[R-sig-hpc] Unreproducable crashes of R-instances on cluster running Torque

Thu May 2 13:05:27 CEST 2013

On Thu, May 2, 2013 at 5:14 AM, Till Francke <win at comets.de> wrote:
> Dear List,
> I am a user of a Linux cluster running Torque.
> I want to run very "embarassingly parallel" R jobs (no worker interaction,
> no MPI/multicore, just simple replicates of a script with different
> arguments). Whenever I submit more than ~30 of these, I encounter problems:
> Some jobs run fine, others terminate with R-messages on memory allocation
> problems, or even finish without further output, sometimes crashing a node
> of the cluster.
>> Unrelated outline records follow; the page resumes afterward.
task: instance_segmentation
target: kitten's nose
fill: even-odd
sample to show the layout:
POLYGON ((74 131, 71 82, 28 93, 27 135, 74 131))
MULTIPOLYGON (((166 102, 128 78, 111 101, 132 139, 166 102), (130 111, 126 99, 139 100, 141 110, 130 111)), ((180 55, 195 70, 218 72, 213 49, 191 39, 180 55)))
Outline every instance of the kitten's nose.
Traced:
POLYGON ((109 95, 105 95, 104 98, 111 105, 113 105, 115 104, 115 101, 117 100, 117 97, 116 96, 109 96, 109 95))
Any of these scripts run fine when started alone.
> My admin suggests this is a memory leak in R, however, I wonder if even that
> would be the case, if this should stall the cluster.
> Could anyone give me some advise how to address this, please?

Hi, Till.

You describe several problems rather vaguely, but I would suspect that
your problems are related to memory use of user code and not to a
memory leak in R.  R messages about "memory allocation problems"
usually mean that your code is asking for more memory than is
available on the machine.  By "crashing a node of the cluster", I
suspect you mean that the machine becomes unreachable; this is often
due to the machine swapping large blocks of memory (again, a memory
issue in user code).  The scripts will run fine when enough memory is
available.  So, to deal with your problem, monitor memory usage on
running jobs and follow good programming policies regarding memory
usage.  Request larger memory resources if that is an option.  It is
possible that R has a memory leak, but it is rather unlikely this is
the problem.

If you still have issues, you may want to provide some error messages
and some sessionInfo() as well as some measure of memory usage.

Sean